# Administration Category > Administrative issues >  Server problem

## Dave A

Server performance was pretty shoddy this morning. I'm sorry about that.

Apparently our hosting service was shunting a problematic account out the door and getting their account into a backup ready to dump was heavy on resources.

Judging by current load speeds, which suddenly are really awesome, getting rid of the resource hog might just have been worth the high blood pressure I had while we were having problems.

I hope it didn't ruin your day too.

----------


## Morticia

:Clap:  Nah, no worries, we all probably managed to get some actual WORK done whilst the geeks were doing their thing........

----------


## Chrisjan B

> Nah, no worries, we all probably managed to get some actual WORK done whilst the geeks were doing their thing........


Good for the economy...

----------


## wynn

It is soooooo sloooooow again 10h42 Wed

----------


## Dave A

Working on it....

----------


## Marq

Defrag it?? :Big Grin:

----------


## Dave A

Gonna drop-kick it  :Wink: 

We're going to be in for 24-48 hours of downtime again, I'm afraid. But I'm tired of screwing around with shared hosting deals. 

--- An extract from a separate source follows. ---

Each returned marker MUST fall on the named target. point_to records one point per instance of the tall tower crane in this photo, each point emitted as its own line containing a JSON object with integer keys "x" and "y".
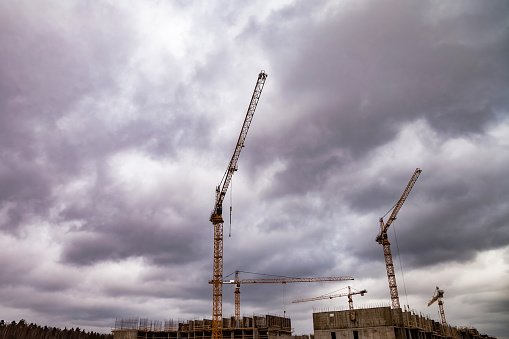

We're going to where we won't have to worry about what the neighbours are doing.

----------


## Dave A

We're baaacck!

Oh boy! What a ride...

----------

Marq (11-Aug-08)

----------


## IanF

> We're baaacck!
> 
> Oh boy! What a ride...


Thanks for this it is quite quick to load now. :Applaud:

----------


## Dave A

Speed should mainly be a function of connection speed now. The *big* gain should be reliability...

----------


## Graeme

At 19.20 this evening and on my normally slow Telkomsa line the response time was the fastest I have ever known it to be.  One swallow doth not a Summer make, but pretty good so far....... We shall see.  :Clap:

----------


## Dave A

We've been on the new server for a week now and not even one database error. Now *THAT* was what I was looking for  :Big Grin:

----------